Je suis toujours restée près d'elle en raison du sentiment très fort d'un avant qui avait été heureux. J'ai dû être bien avec elle avant de naître, j'en ai le souvenir charnel, ce goût de l'eau, de l'humide, l'intimité des corps. Je suis née très en retard, peu pressée de la quitter.

Notre intimité charnelle s'est arrêtée là un beau jour de juin dans cette maison de meulière, au premier étage. Je n'ai pas plus de souvenir de l'avoir embrassée que d'elle me tenant dans ses bras et pourtant, ma vie a commencé entre ses jambes.

Elle a toujours aimé le mensonge, l'a parfois élevé au niveau d'un art de vivre. Encore aujourd'hui la vérité l'agace, trop primaire...

La séduire, lui plaire, oui j'ai longtemps essayé en vain. Ma maladresse était épouvantable, mythomane, dyslexique je me faisais honte devant elle et puis un jour j'ai écrit et elle m'a regardée.

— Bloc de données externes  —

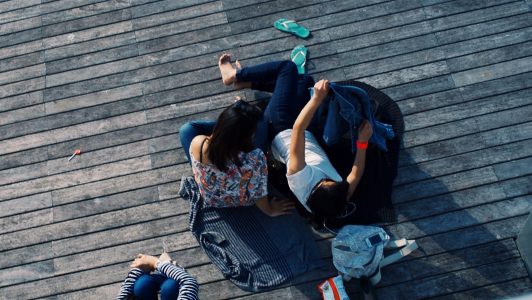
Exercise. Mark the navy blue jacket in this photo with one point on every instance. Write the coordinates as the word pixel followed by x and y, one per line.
pixel 343 110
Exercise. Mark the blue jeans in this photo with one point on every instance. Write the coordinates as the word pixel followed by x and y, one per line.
pixel 147 287
pixel 290 93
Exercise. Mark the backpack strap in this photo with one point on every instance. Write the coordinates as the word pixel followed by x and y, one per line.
pixel 409 247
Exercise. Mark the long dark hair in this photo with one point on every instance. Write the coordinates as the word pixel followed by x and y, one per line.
pixel 233 133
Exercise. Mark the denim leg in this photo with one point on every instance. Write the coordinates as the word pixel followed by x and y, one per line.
pixel 283 108
pixel 147 286
pixel 192 129
pixel 169 289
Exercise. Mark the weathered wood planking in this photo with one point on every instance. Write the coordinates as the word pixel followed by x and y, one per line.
pixel 118 78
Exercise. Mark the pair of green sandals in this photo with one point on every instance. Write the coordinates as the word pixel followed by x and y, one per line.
pixel 299 53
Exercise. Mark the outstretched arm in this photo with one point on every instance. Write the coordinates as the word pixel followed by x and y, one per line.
pixel 297 146
pixel 364 133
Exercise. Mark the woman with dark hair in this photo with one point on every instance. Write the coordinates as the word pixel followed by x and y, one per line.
pixel 228 167
pixel 311 176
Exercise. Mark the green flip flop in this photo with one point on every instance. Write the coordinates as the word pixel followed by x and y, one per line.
pixel 291 27
pixel 299 57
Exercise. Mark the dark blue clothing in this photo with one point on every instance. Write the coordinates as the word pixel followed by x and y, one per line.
pixel 343 110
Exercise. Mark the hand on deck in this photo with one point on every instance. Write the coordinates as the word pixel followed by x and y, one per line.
pixel 365 130
pixel 321 89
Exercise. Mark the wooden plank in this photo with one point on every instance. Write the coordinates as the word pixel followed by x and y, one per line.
pixel 58 16
pixel 123 234
pixel 491 72
pixel 121 253
pixel 442 185
pixel 456 281
pixel 93 99
pixel 21 37
pixel 118 184
pixel 478 16
pixel 483 29
pixel 90 46
pixel 18 174
pixel 499 86
pixel 26 204
pixel 19 14
pixel 385 65
pixel 476 235
pixel 460 6
pixel 420 88
pixel 22 87
pixel 510 117
pixel 91 72
pixel 25 221
pixel 518 187
pixel 86 23
pixel 22 74
pixel 178 27
pixel 26 255
pixel 75 178
pixel 505 290
pixel 73 132
pixel 20 25
pixel 176 15
pixel 21 114
pixel 90 59
pixel 50 6
pixel 468 109
pixel 429 102
pixel 467 161
pixel 105 204
pixel 14 5
pixel 385 22
pixel 21 61
pixel 375 39
pixel 513 168
pixel 441 149
pixel 27 273
pixel 490 57
pixel 63 232
pixel 86 35
pixel 406 75
pixel 487 43
pixel 463 218
pixel 450 202
pixel 162 6
pixel 137 150
pixel 498 136
pixel 440 132
pixel 72 118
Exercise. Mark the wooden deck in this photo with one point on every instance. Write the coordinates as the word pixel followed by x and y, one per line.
pixel 118 78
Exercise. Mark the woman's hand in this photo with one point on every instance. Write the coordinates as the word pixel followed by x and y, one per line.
pixel 365 131
pixel 321 89
pixel 281 207
pixel 146 263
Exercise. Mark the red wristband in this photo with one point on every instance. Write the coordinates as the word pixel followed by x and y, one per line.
pixel 362 145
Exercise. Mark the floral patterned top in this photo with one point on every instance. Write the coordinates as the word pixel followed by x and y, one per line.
pixel 236 187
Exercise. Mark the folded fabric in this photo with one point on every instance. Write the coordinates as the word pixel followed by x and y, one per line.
pixel 343 110
pixel 256 252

Ce que j'ai aimé : ses mains, ses ongles rubis, se cheveux noirs, ses boucles d'oreilles volumineuses, ses gourmettes, sa montre au bracelet de cuir blanc l'été. Les volutes de sa cigarette, sa liberté.

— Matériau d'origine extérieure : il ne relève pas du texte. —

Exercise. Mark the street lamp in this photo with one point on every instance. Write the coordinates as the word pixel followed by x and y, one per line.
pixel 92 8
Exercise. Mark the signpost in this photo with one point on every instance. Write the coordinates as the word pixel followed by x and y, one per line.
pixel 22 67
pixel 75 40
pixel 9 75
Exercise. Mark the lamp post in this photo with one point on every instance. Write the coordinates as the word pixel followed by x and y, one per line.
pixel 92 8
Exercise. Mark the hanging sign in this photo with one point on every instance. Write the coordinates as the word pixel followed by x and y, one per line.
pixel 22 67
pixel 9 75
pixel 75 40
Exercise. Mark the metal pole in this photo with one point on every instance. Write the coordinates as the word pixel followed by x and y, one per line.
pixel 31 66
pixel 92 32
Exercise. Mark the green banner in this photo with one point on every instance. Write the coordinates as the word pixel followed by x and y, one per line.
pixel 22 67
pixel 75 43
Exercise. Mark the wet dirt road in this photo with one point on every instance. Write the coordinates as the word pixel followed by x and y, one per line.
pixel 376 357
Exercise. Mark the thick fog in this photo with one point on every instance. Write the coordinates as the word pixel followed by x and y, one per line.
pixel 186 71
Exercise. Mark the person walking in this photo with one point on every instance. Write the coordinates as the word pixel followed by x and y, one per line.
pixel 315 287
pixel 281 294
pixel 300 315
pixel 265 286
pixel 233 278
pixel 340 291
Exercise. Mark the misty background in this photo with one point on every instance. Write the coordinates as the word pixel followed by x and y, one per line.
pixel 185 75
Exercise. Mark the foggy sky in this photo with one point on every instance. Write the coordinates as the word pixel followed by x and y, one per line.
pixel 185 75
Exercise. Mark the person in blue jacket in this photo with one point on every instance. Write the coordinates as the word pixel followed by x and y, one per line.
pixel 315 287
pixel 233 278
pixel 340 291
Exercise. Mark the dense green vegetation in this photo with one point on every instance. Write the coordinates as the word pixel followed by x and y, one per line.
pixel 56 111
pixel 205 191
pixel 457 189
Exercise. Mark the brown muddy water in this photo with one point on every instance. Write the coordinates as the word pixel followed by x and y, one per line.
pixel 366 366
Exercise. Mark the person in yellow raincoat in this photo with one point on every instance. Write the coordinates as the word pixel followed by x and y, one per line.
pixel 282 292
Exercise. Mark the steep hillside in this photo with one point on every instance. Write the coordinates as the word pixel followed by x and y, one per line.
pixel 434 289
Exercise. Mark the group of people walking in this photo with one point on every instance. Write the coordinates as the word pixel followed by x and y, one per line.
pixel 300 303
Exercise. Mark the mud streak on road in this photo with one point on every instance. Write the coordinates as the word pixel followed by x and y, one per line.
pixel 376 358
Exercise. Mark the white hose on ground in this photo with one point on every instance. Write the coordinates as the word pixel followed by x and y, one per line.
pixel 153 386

Ce que je déteste : sa grosseur, sa vieillesse, son désastre intime.

On s'est mutuellement envahies.

Elle m'a offert ma liberté. Curieusement elle en avait besoin pour elle-même.

Je l'ai regardé aimer et elle m'a regardé pousser comme une plante sauvage.

Ma liberté voulait dire solitude, parfois absence de repères et de valeurs. J'ai eu besoin de me briser pour sentir mes limites.

L'une et l'autre libres de rire de tout, libres d'aimer et de tout recommencer.

Il n'y a jamais eu de frontières entre nous. Elle m'offrait sa maternité - mes frères étaient mes enfants – vampirisait la mienne mais aussi les amants, les amis.

Elle avait deux frères, deux oncles et moi aussi je ne considérais comme mien que ce qui venait d'elle.

Ses confidences. Je ne les ai jamais souhaitées, je les recevais comme un mal inévitable, imaginant que je pourrai la protéger plus efficacement en connaissant les menaces qui planaient sur elle.

Je me disais : Plus tard ma vie sera différente, ma vie à moi et je pensais « loin d'elle » mais je n'ai jamais pu.

A propos d'un lieu nouveau je me demande toujours à combien il est situé de la mer et en disant cela c'est à elle que je pense. A quelle distance d'elle ? De mon passé ? La bonne distance...

J'écris sous son contrôle un roman, une sorte d'épitaphe par anticipation comme si je voulais m'en tenir à notre réalité. La vérité qu'elle n'aimait pas mais qui nous suffit maintenant qu'elle a dépassé la fiction depuis longtemps.

Un cadavre entre nous, oui, plusieurs et pourrai-je jamais en parler ? Le pire est celui qu'elle laisse au fond de moi et que j'emporte partout.

Ce que je lui dois et que j'énumère : les livres Dante, Tomaso di Lampedusa, Proust, Montherlant, Gide, Sagan et ceux que je n'ai pas réussi à vraiment aimer : Michel Déon, Jean d'Ormesson. Mais surtout Wagner. Je lui dois la musique, Schumann, Mozart, Ravel, Poulenc c'est aussi ma musique.

Elle ne craint personne et n'a peur de rien tout en redoutant le « qu'en dira-t-on » Parfois je me dis qu'elle affronterait même l'enfer. De toute façon elle ne se pardonne pas.